Things I Hate About Developers

Developers! <short pause>

I'm gonna make you think about operations tonight.

Your devops engineers are gonna love me.

<hand to ear> Sorry, it's Site Reliability now?

<smiling, slightly slower, and with satisfaction> Platform Engineering

How many process and operations engineers of different flavors do we have tonight, raise your hands?

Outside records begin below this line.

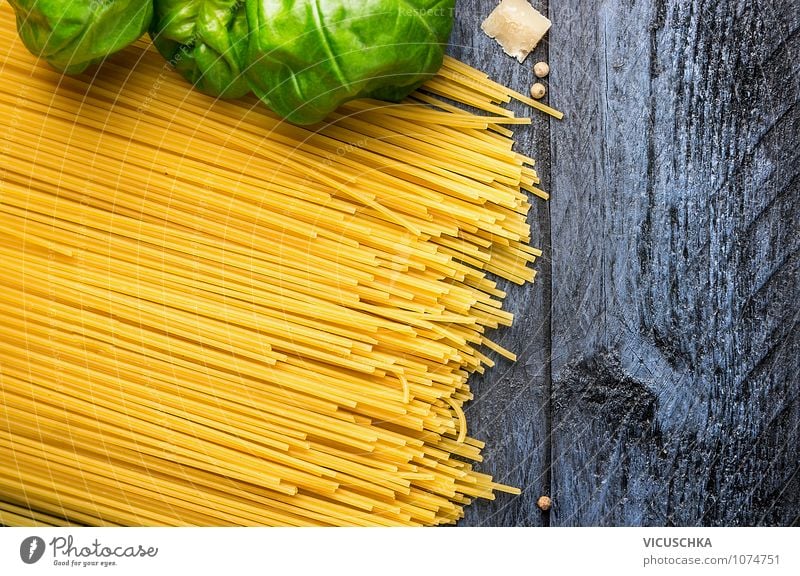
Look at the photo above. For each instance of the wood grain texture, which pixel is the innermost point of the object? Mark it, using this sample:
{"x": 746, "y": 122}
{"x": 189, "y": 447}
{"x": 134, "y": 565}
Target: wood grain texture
{"x": 675, "y": 262}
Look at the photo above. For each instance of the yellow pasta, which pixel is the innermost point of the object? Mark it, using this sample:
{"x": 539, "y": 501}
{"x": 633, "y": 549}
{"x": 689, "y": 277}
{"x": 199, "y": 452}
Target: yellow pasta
{"x": 209, "y": 316}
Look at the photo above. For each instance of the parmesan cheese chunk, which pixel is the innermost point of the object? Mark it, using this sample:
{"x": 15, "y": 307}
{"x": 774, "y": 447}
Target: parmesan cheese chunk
{"x": 517, "y": 26}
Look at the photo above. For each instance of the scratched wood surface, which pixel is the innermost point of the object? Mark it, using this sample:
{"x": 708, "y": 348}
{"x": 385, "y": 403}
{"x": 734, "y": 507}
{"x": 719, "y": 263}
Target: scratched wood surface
{"x": 658, "y": 350}
{"x": 667, "y": 301}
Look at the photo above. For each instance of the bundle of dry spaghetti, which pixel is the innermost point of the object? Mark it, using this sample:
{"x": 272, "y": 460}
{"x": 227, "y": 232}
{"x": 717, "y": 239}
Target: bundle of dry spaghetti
{"x": 210, "y": 317}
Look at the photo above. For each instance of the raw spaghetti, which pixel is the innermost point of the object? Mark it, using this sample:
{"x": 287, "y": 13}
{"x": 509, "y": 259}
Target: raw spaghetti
{"x": 211, "y": 317}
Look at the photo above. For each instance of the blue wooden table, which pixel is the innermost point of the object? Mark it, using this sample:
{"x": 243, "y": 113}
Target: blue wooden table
{"x": 658, "y": 375}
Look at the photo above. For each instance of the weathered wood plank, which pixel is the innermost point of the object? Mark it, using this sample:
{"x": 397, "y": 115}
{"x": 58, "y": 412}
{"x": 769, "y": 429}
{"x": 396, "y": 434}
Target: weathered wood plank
{"x": 510, "y": 410}
{"x": 675, "y": 262}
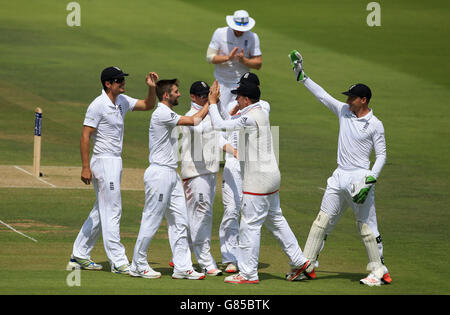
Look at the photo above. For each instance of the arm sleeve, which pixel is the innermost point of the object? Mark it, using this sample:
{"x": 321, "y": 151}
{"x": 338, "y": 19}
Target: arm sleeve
{"x": 333, "y": 104}
{"x": 169, "y": 118}
{"x": 256, "y": 51}
{"x": 93, "y": 116}
{"x": 222, "y": 141}
{"x": 234, "y": 124}
{"x": 210, "y": 53}
{"x": 379, "y": 142}
{"x": 215, "y": 42}
{"x": 128, "y": 102}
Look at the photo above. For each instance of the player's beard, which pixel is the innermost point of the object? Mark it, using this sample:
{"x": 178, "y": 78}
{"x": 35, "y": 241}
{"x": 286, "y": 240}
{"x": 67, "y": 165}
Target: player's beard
{"x": 173, "y": 101}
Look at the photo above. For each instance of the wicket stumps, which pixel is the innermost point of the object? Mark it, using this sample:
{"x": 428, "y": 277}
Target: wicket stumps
{"x": 37, "y": 141}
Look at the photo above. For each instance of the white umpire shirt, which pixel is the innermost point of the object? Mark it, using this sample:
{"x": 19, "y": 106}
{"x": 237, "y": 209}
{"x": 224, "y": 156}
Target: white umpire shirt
{"x": 163, "y": 139}
{"x": 107, "y": 118}
{"x": 357, "y": 136}
{"x": 224, "y": 40}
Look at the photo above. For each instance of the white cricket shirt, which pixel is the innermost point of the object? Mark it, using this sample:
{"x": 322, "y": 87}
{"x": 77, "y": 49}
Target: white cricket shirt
{"x": 259, "y": 168}
{"x": 357, "y": 136}
{"x": 224, "y": 40}
{"x": 107, "y": 119}
{"x": 233, "y": 136}
{"x": 201, "y": 147}
{"x": 162, "y": 138}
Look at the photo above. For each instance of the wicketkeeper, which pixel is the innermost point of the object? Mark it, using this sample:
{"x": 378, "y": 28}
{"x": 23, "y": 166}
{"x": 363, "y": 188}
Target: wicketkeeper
{"x": 352, "y": 183}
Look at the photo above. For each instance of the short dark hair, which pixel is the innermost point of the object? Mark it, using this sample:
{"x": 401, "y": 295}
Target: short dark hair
{"x": 104, "y": 85}
{"x": 164, "y": 86}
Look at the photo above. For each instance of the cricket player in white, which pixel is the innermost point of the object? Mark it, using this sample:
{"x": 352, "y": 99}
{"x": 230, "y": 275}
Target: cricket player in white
{"x": 232, "y": 187}
{"x": 261, "y": 182}
{"x": 200, "y": 157}
{"x": 351, "y": 184}
{"x": 164, "y": 195}
{"x": 233, "y": 50}
{"x": 104, "y": 123}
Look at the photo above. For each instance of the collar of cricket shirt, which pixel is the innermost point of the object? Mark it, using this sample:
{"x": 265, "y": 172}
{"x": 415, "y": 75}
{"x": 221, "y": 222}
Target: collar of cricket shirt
{"x": 108, "y": 100}
{"x": 196, "y": 106}
{"x": 250, "y": 107}
{"x": 366, "y": 117}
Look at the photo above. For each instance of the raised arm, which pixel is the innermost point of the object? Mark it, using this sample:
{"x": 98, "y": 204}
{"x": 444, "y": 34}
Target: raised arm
{"x": 379, "y": 143}
{"x": 322, "y": 96}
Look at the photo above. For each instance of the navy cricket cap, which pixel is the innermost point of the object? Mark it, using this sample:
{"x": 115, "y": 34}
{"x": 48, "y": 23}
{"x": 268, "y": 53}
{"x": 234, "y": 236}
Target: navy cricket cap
{"x": 360, "y": 90}
{"x": 248, "y": 89}
{"x": 199, "y": 88}
{"x": 111, "y": 73}
{"x": 250, "y": 77}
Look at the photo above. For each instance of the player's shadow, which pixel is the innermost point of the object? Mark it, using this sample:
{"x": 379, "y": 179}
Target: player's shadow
{"x": 321, "y": 275}
{"x": 352, "y": 276}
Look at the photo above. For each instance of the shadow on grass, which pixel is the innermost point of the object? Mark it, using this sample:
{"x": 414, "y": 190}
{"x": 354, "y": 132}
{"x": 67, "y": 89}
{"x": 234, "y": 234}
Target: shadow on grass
{"x": 321, "y": 275}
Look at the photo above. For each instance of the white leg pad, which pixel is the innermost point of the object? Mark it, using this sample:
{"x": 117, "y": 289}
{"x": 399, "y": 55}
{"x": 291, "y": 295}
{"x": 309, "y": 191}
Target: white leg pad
{"x": 315, "y": 238}
{"x": 375, "y": 266}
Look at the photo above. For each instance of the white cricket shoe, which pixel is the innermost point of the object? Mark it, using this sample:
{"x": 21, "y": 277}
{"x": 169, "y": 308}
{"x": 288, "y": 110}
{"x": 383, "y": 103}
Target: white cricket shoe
{"x": 371, "y": 280}
{"x": 231, "y": 268}
{"x": 79, "y": 263}
{"x": 214, "y": 272}
{"x": 123, "y": 270}
{"x": 189, "y": 274}
{"x": 296, "y": 272}
{"x": 147, "y": 273}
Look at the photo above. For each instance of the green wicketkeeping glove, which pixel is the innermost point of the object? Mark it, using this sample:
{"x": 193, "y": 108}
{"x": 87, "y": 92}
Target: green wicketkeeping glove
{"x": 360, "y": 191}
{"x": 297, "y": 65}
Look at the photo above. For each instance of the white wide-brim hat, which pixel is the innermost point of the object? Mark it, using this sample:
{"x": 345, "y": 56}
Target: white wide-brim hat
{"x": 240, "y": 21}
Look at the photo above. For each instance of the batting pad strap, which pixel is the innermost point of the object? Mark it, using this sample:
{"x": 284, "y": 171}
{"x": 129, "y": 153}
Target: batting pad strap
{"x": 315, "y": 238}
{"x": 210, "y": 53}
{"x": 375, "y": 266}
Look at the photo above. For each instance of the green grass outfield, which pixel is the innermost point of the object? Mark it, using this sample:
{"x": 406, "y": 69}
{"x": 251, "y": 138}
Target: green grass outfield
{"x": 45, "y": 63}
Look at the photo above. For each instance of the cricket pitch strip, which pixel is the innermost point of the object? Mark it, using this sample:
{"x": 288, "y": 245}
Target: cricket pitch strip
{"x": 61, "y": 177}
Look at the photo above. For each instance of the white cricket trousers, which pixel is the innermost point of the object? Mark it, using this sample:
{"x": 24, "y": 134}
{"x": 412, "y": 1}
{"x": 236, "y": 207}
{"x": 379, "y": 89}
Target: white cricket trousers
{"x": 200, "y": 192}
{"x": 258, "y": 210}
{"x": 231, "y": 198}
{"x": 164, "y": 197}
{"x": 337, "y": 199}
{"x": 106, "y": 213}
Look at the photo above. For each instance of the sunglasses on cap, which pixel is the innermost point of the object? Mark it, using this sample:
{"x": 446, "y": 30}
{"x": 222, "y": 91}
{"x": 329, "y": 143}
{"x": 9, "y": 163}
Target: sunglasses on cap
{"x": 241, "y": 23}
{"x": 118, "y": 80}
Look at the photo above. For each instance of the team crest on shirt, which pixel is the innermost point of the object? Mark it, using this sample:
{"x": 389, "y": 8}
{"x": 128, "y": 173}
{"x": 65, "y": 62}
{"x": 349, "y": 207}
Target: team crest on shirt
{"x": 365, "y": 127}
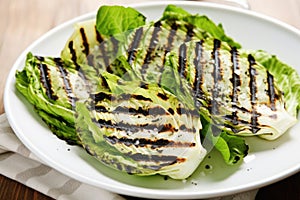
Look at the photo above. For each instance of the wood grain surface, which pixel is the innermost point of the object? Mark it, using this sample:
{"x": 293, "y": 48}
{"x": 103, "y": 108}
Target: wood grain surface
{"x": 24, "y": 21}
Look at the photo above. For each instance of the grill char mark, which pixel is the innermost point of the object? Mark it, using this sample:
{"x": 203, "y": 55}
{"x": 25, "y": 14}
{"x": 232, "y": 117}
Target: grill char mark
{"x": 216, "y": 77}
{"x": 134, "y": 45}
{"x": 253, "y": 91}
{"x": 46, "y": 80}
{"x": 198, "y": 80}
{"x": 142, "y": 142}
{"x": 182, "y": 60}
{"x": 121, "y": 126}
{"x": 74, "y": 59}
{"x": 66, "y": 81}
{"x": 271, "y": 91}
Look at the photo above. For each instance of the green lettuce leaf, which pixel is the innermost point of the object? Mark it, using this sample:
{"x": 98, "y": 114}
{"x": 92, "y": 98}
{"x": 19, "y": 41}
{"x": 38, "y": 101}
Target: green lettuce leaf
{"x": 287, "y": 79}
{"x": 175, "y": 13}
{"x": 112, "y": 20}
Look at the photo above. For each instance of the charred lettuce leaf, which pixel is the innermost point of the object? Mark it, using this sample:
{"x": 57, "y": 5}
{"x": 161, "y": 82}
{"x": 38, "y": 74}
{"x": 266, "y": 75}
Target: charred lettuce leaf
{"x": 141, "y": 129}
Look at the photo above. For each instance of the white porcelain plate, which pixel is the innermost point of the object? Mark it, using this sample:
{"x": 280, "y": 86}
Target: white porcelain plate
{"x": 266, "y": 163}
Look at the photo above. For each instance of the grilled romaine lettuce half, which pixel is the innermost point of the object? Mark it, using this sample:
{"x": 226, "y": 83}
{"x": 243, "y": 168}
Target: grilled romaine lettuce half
{"x": 141, "y": 129}
{"x": 53, "y": 88}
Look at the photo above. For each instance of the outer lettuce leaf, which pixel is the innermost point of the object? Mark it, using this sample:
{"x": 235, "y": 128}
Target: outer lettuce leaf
{"x": 202, "y": 22}
{"x": 58, "y": 114}
{"x": 112, "y": 20}
{"x": 288, "y": 79}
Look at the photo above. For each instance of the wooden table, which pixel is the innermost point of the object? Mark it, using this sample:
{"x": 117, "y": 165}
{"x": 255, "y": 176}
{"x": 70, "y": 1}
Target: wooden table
{"x": 23, "y": 21}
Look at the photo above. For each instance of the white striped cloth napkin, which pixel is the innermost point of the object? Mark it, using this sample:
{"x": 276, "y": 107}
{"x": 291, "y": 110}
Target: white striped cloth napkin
{"x": 18, "y": 163}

You guys already know this, you can go to sleep for the next 13 minutes and 15 seconds

<eat the mic, lower voice conspiratorially> This conference is quarterly, so that's 53 minutes if you come to all 4

Developers, we're gonna talk tonight about a number of action items you can take to make your infrastructure teams' lives a hell of a lot easier and make your software more robust and reliable in the process

Without further ado, here is...

10 Things I Hate About You.

Well, 6, actually - we don't have time for 10

How many of you work in Kubernetes shops?

How many of you have heard of the kubernetes pod lifecycle?

<if any hands stay up> good on you - you're the good eggs

<else> yeah, that's what I thought - but you're about to learn enough to be dangerous

One of the most important functions of kubernetes

(aside from providing a standard interface over common deployment structures like networking, resource allocation, workload isolation, process environment, installed libraries...)

Ok fine, *an* important function of kubernetes

is scaling workloads to meet demand and recovering failed workloads

In order to do this without corrupting data or sending customers to 502 pages unnecessarily

Services need to respond correctly to the process signals kubernetes uses to manage workloads

This is very simple in concept, but it's often forgotten or poorly communicated, so it gets left on the table

Just respond to SIGTERM by shedding any stateful load to other instances of the service and shutting down

As an added bonus, this will make your rolling deployments much faster, as the kubelet doesn't have to wait 30s to kill each pod

If you're not using kubernetes, don't worry, I have some work for you, too

All too often, I see service crashes or deployment rotations lead to data loss or inconsistency

because network calls between services or to external providers are written with naive "at most once" behavior.

Just throwing bits out into the ether and hoping they get where they're going

(well when you put it that way, it sounds like fun)

But it's not very consistent, and consistency is - to my thinking - the most important part of software engineering

So every network call should be stuffed into a retry loop of some kind

And this is very important...

Failed requests should be sent to a dead-letter queue!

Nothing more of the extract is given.